As working adults, we are no strangers to managing our time. Most budding entrepreneurs usually plan their day a night before or early in the morning. As individuals we manage our money, time, work, social life, and other commitments simultaneously. We are often in awe of people who manage to make time for everything including themselves. What is the difference between them and others? Both have the same 24 hours in a day, but how do they manage to juggle time so much better? It is all about their management skills.
The way you manage your business determines how the managers working under you will handle their teams. The environment of a business is contagious making it vital to create and maintain an environment where everyone can work collectively to achieve the business goals.
Management exists since humans exist, so it has been there for centuries now. The only difference is that back then we chased animals and now we are chasing money. Whether it was the royal dynasties ruling their subjects or an officer directing his army, there was always a need for a leader to ‘manage’ the troop. As we have evolved over the decades, so did our approach towards management.
The definition and meaning of management have been shaped over several decades. It is important to know how management has evolved over the years for better understanding of it. A major transformation in the concept of management was witnessed during the industrial revolution of the 18th century. There are several management concepts that can be divided into three broad categories based on their timeline.
The Classical theory
Prof Babbage, Robert Owens, Henry Robson, Towne James, Watt Junior and Seebohm Rowntree are often considered as the pioneers of management theory. The classical theory of management was primarily focused on the job content, standardization and division of labour. It also led to the beginning of the ‘science of management’ where F.W. Taylor, Emerson and H.L. Grant considered a scientific approach towards managing an organisation.
The Neo-Classical theory
During this period, the classical theory of management began to evolve-an upgraded and improved version of the existing classical theory. The classical theory was focused on the job content but the neo-classical theory placed an emphasis on employee relationships in an organization.
The Bureaucratic Model
Max Weber, a German sociologist proposed the bureaucratic model of management.

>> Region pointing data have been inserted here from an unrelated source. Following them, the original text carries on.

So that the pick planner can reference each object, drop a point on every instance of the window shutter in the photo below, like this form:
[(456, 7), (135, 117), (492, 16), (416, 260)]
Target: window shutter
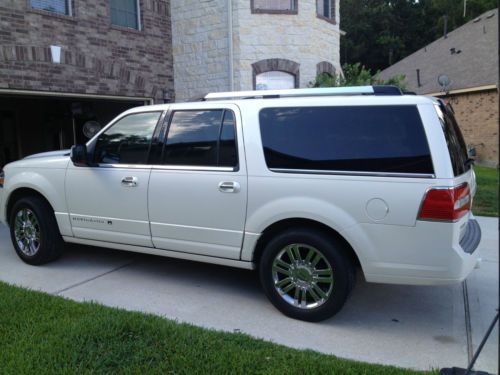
[(56, 6)]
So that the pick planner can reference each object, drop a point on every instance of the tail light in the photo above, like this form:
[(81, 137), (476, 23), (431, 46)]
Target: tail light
[(446, 204)]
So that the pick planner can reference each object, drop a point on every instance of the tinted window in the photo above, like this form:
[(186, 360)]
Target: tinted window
[(201, 138), (454, 139), (227, 148), (128, 140), (361, 138)]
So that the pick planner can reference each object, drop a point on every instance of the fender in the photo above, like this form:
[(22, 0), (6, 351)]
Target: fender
[(47, 182), (300, 207)]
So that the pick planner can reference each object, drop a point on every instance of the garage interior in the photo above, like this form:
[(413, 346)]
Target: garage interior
[(33, 124)]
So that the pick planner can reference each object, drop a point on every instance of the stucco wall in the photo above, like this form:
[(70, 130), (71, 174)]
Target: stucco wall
[(200, 47), (200, 43), (477, 115), (302, 37)]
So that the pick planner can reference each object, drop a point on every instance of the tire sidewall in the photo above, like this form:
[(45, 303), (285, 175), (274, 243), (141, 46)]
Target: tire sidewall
[(38, 210), (331, 250)]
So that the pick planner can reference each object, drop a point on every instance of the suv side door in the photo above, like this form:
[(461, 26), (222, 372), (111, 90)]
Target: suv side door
[(198, 195), (108, 200)]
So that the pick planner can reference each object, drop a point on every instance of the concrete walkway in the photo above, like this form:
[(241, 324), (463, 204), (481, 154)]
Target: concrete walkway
[(414, 327)]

The bureaucratic model included a set of rules and division of labour as a management practice. It also takes into account the hierarchy of authority and placement on employees on the basis of their technical competence.
Management is efficiency in climbing the ladder of success; leadership determines whether the ladder is leaning against the right wall.
- Stephen Covey
The core elements
While managing a business, an entrepreneur has to handle its various resources. After the industrial revolution, it was found that a set of resources is utilised by every business as mentioned below:
These resources are also popularly known as the 5 Ms of Management.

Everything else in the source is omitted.